114 Charles McGee

Born Clemson, South Carolina, 1924 / Lives in Detroit

“The creative mind continues always to test the parameters of conventional knowledge, forever in pursuit of new vistas. Trying to understand life, death, the totality of  existence, and the logic or order that governs our moral being is the forum from which all of my creative offerings extract meaning,” Charles McGee wrote in 1994. It is safe to say that he has lived this thought, since almost 25 years later, he is still pushing his limits as an artist. In so doing, he has changed the face of Detroit, the city he has lived in since childhood and where he has embraced intersecting careers as artist, curator, gallerist, teacher, author, and outspoken critic and champion of art in the city.

An aunt brought McGee to Detroit in 1934 from a sharecropper’s farm in South Carolina, where the uneducated boy had worked in the cotton fields. He had already shown interest in creating objects — whittling axe handles — and evinced some musical talent as well. Although encouraged to pursue the piano, he instead took every drawing and painting class available to him through the Detroit Public Library and the DIA. After service in the Marine Corps, he returned to Detroit and developed his welding and metal finishing skills at Briggs Manufacturing Company. Later he worked for the Corps of Engineers, first as a cartographer and then as a statistical draftsman.

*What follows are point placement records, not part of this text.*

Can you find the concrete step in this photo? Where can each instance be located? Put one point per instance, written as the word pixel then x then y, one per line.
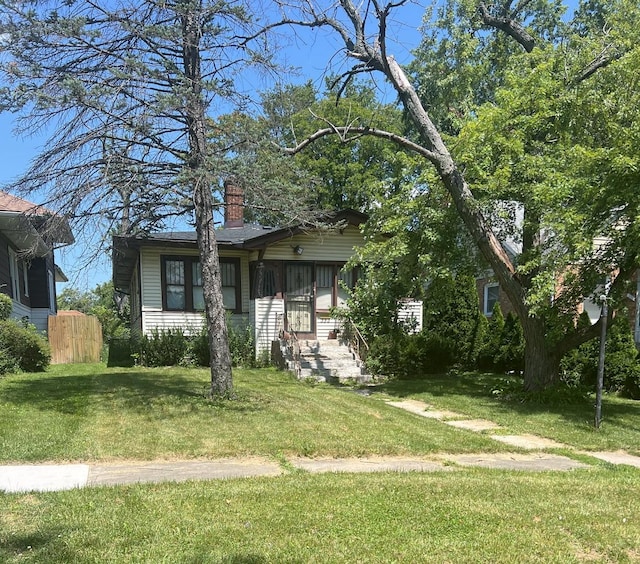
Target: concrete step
pixel 328 361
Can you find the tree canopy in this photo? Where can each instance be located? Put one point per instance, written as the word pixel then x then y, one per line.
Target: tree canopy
pixel 527 119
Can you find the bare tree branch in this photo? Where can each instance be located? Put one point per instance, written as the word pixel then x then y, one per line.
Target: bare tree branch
pixel 509 26
pixel 348 134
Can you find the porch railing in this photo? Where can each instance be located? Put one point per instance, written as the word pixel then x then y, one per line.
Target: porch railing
pixel 355 339
pixel 290 339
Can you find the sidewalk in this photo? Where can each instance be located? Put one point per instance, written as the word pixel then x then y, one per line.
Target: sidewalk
pixel 48 477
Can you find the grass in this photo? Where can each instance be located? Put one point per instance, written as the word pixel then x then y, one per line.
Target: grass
pixel 93 413
pixel 90 413
pixel 466 516
pixel 571 423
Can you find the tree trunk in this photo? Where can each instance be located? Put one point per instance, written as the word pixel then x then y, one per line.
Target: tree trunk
pixel 201 179
pixel 221 377
pixel 541 363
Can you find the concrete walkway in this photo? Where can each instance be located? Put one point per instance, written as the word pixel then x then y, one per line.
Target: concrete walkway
pixel 49 477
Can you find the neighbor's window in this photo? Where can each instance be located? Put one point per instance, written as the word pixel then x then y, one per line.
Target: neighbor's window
pixel 13 273
pixel 332 285
pixel 230 287
pixel 491 295
pixel 175 289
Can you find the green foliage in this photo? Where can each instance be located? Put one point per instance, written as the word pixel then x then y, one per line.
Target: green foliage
pixel 242 345
pixel 493 336
pixel 510 353
pixel 166 347
pixel 172 347
pixel 452 315
pixel 621 365
pixel 6 306
pixel 22 347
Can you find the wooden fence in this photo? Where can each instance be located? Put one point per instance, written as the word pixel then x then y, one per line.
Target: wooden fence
pixel 74 338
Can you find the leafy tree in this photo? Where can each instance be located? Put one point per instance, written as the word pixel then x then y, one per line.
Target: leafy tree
pixel 535 126
pixel 126 89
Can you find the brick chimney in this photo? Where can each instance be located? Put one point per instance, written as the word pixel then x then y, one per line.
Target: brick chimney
pixel 233 204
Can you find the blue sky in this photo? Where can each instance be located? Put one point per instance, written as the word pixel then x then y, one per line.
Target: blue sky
pixel 313 51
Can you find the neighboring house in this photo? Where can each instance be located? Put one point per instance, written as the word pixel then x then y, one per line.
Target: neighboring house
pixel 489 292
pixel 28 236
pixel 272 278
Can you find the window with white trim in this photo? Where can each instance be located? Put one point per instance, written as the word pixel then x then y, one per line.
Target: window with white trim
pixel 182 288
pixel 13 273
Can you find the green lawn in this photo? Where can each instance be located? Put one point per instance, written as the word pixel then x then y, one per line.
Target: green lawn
pixel 90 413
pixel 465 516
pixel 93 413
pixel 571 423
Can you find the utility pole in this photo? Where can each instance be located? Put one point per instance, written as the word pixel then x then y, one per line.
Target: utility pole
pixel 604 313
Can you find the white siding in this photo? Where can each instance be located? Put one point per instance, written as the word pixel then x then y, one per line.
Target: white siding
pixel 324 324
pixel 40 318
pixel 153 317
pixel 36 316
pixel 411 312
pixel 265 315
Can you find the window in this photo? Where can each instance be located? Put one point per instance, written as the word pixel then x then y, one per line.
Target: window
pixel 491 295
pixel 175 290
pixel 182 288
pixel 333 285
pixel 13 273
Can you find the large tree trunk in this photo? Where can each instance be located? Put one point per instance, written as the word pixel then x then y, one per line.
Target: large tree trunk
pixel 541 362
pixel 201 178
pixel 221 377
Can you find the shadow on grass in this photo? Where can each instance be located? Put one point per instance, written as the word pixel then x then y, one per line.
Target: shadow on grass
pixel 625 413
pixel 142 391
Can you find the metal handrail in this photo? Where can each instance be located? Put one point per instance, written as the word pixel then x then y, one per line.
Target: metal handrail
pixel 356 340
pixel 290 338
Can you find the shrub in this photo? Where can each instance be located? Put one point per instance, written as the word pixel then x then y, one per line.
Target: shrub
pixel 166 347
pixel 491 343
pixel 22 347
pixel 452 314
pixel 621 367
pixel 409 357
pixel 6 307
pixel 242 345
pixel 384 357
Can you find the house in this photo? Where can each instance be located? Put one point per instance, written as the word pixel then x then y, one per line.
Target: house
pixel 273 278
pixel 29 235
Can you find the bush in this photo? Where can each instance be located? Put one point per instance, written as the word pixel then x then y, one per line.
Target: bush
pixel 510 354
pixel 384 357
pixel 166 347
pixel 22 347
pixel 452 314
pixel 242 346
pixel 171 347
pixel 6 307
pixel 621 367
pixel 409 357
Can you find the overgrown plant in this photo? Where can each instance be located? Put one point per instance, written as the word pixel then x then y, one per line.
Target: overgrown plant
pixel 22 347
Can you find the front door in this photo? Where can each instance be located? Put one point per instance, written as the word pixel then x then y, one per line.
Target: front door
pixel 299 297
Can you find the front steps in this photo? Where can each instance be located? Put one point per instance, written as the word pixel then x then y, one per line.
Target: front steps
pixel 328 361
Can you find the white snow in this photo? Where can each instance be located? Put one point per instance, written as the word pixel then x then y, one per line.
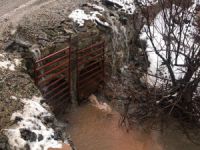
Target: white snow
pixel 97 7
pixel 158 30
pixel 32 116
pixel 126 5
pixel 7 64
pixel 148 2
pixel 79 16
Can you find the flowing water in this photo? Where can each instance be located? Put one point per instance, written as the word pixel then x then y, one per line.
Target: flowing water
pixel 94 129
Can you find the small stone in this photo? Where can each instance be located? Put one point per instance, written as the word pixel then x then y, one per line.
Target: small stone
pixel 28 135
pixel 40 137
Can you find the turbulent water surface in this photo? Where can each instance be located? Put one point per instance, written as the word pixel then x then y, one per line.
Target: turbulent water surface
pixel 92 129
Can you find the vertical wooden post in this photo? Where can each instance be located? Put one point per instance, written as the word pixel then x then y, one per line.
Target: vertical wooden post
pixel 73 70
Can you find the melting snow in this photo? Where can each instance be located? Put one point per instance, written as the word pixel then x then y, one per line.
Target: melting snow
pixel 79 16
pixel 32 116
pixel 126 5
pixel 7 64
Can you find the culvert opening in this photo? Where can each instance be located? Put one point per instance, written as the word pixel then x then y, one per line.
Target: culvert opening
pixel 52 76
pixel 59 77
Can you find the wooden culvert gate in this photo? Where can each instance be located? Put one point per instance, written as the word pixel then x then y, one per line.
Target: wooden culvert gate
pixel 53 73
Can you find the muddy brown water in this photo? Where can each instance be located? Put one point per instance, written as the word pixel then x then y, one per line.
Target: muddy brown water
pixel 92 129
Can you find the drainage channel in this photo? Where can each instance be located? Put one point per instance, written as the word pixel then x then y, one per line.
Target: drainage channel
pixel 52 73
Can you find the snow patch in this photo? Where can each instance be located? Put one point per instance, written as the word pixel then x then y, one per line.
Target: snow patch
pixel 128 6
pixel 32 119
pixel 7 64
pixel 79 16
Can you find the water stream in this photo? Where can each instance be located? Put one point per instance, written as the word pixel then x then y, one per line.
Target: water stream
pixel 94 129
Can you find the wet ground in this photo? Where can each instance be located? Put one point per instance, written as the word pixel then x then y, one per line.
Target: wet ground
pixel 92 129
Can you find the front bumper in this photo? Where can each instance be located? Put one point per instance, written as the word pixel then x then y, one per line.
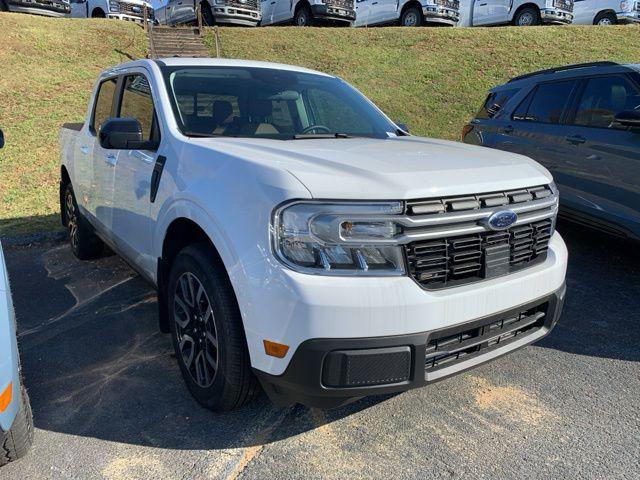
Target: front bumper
pixel 331 12
pixel 628 17
pixel 236 16
pixel 553 15
pixel 438 14
pixel 327 373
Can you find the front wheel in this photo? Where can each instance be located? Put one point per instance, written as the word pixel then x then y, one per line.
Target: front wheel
pixel 605 19
pixel 411 17
pixel 303 17
pixel 15 443
pixel 527 17
pixel 207 333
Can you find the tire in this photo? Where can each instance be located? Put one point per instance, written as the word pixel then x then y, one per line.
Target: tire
pixel 15 443
pixel 411 17
pixel 208 20
pixel 85 244
pixel 207 333
pixel 527 17
pixel 303 17
pixel 605 19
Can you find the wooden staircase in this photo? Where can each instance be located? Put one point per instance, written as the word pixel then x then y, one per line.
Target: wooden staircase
pixel 175 42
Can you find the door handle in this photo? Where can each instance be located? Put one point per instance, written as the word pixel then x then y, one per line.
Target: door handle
pixel 110 159
pixel 575 139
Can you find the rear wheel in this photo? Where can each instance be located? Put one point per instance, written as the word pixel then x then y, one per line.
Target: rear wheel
pixel 527 17
pixel 303 17
pixel 606 18
pixel 85 244
pixel 207 333
pixel 411 17
pixel 15 443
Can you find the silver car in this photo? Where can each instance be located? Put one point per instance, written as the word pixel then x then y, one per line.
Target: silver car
pixel 16 422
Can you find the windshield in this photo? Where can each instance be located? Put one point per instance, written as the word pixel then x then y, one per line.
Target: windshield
pixel 270 103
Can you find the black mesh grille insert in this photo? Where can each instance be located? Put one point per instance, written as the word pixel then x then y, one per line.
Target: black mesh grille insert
pixel 451 347
pixel 458 260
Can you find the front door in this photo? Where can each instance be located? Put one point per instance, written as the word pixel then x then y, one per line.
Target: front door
pixel 605 173
pixel 133 171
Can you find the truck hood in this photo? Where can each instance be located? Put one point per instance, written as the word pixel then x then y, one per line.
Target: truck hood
pixel 398 168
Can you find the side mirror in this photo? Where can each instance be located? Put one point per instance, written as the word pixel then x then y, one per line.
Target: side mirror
pixel 628 118
pixel 123 134
pixel 402 127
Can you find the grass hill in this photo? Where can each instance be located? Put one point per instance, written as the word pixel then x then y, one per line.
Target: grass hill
pixel 433 79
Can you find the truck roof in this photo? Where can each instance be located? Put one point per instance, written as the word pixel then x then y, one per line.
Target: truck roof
pixel 217 62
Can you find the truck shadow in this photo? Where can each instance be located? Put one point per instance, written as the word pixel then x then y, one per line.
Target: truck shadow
pixel 96 365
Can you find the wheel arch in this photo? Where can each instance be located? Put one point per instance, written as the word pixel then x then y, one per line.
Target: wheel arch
pixel 523 6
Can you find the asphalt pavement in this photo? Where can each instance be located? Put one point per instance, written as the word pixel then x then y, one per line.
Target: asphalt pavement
pixel 109 402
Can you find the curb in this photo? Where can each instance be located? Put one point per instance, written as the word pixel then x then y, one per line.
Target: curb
pixel 29 239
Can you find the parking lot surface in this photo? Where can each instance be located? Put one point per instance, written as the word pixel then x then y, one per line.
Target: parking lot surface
pixel 109 402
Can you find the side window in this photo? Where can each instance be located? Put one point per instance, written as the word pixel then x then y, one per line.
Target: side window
pixel 603 98
pixel 546 103
pixel 137 103
pixel 331 112
pixel 104 102
pixel 494 103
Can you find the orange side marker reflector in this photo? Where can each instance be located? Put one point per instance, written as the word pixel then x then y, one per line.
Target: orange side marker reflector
pixel 274 349
pixel 5 397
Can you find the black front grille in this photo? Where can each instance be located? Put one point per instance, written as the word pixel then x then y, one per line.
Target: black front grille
pixel 135 10
pixel 346 4
pixel 453 4
pixel 248 4
pixel 459 260
pixel 457 345
pixel 566 5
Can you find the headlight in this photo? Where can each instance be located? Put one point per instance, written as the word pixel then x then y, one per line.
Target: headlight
pixel 338 238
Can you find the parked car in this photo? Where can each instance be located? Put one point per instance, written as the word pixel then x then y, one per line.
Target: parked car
pixel 49 8
pixel 304 13
pixel 131 10
pixel 16 421
pixel 583 123
pixel 522 13
pixel 298 236
pixel 233 12
pixel 606 12
pixel 406 13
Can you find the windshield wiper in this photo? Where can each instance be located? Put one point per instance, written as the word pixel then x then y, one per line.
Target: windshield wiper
pixel 311 136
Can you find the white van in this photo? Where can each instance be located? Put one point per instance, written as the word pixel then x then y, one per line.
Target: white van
pixel 606 12
pixel 521 13
pixel 304 13
pixel 407 13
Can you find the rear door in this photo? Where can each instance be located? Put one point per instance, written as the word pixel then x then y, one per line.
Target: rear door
pixel 605 175
pixel 98 196
pixel 133 172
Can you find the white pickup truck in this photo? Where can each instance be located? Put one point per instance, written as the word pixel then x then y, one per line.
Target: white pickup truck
pixel 522 13
pixel 301 240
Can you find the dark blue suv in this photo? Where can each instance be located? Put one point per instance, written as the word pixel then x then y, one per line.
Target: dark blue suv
pixel 582 122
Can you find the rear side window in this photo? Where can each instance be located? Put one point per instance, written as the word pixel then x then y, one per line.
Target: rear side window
pixel 137 103
pixel 603 98
pixel 494 103
pixel 546 103
pixel 104 102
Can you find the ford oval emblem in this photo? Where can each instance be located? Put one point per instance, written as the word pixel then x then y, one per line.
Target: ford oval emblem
pixel 501 220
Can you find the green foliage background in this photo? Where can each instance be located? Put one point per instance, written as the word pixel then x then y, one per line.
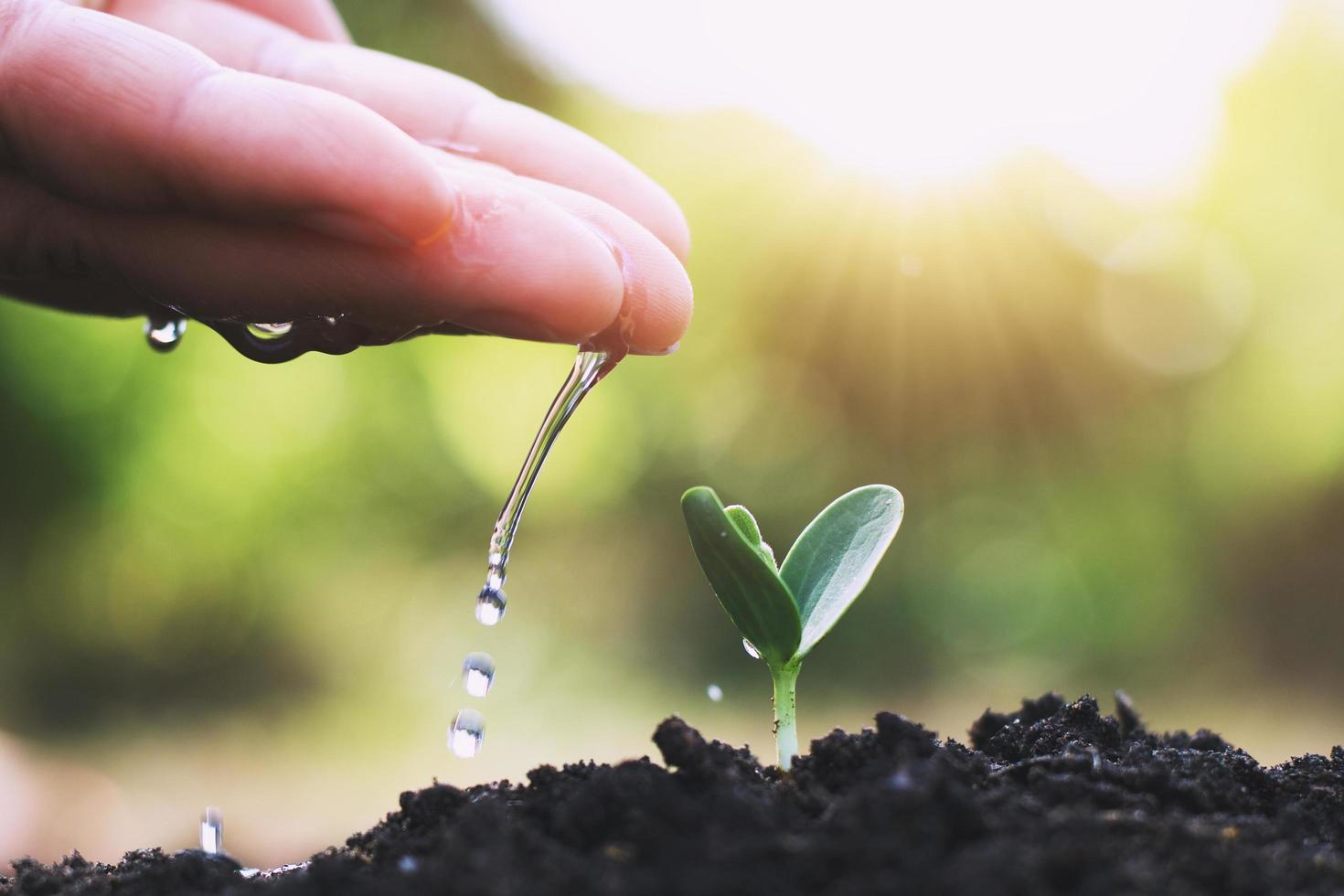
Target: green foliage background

His mastery of these practical skills became the underpinning of the various approaches through which he has continually pushed and challenged himself in his studio practice.

His earliest style, realistic genre scenes delicately rendered in charcoal, showcased his ability to capture mood and subtle gesture. Inspired by mid-20th century American masters such as Ben Shahn, McGee began to develop formal devices that would help to shape his art during the rest of his career: groups of figures intertwined both physically and psychologically; a tendency toward flat patterns with little or no interest in three-dimensionality; the inclusion of words or letters with images; the negotiation of space and the picture plane in opposing ways on different parts of a single composition; the relationship between color, shape, and tempo. A scene that might be taken from life, such as Ring Around The Rosy (1965), would soon be further abstracted, its shapes flattened, and its composition complicated. This bold approach would become his recognizable idiom. A detour into abstract painting and conceptual and found-object sculpture in the early 1970s produced works that spoke to the aesthetics of the period, but were short-lived in his overall body of work.

By the early 1980s, McGee’s personal happiness and optimistic temperament found full expression in the sensual, musical Noah’s Ark series of paintings and collages, a theme that he continues to explore. Androgynous figures in flat black, with angular arms and legs, triangular profile heads, and dramatic gestures are intertwined with each other as well as with animals and abstract shapes. Patterns, particularly repeating ones such as dots or chevrons, fill many of the spaces, emphasizing the flatness of the shapes but also enlivening the composition with a rhythmic, almost vibrating, visual effect. A combination of painting, collaged fabric, and occasionally actual objects, these works express McGee’s joy of life, delight in nature, and belief in the interconnectedness of all things. His ongoing use of this imagery in variation suggests that it allows him both continuity and room for experimentation. In later works such as Rhapsody in Black and White (2008), he strips away color and ornament, strengthening line and increasing the density of the overlapping shapes; groups of such works are made of lightweight but rigid materials and push off the wall as low-relief sculpture. But he is just as likely to do an abrupt about-face and fabricate wall sculptures of the brilliant light and color of neon (see Noah’s Neon 1, 1995).

Working on a large scale has always appealed to McGee, both as a way to satisfy his outsized ideas and to reach the greatest number of viewers. His public works punctuate the city: The Blue Nile in the Broadway People Mover Station (1987), sculptures in various parts of the city, and two recent major works, United We Stand (2016), a 25-foot sculpture near the entrance to the Charles H. Wright Museum of African-American History, and Unity (2017), an 11-story mural on the side of the newly constructed 28Grand building downtown. Such works are the most insistent demonstration of McGee’s optimistic vision; his exuberant and vivacious visual language, developed over an extraordinary career, is a joyful paean to synthesis, multiplicity, and the intricate, syncopated rhythms of democracy.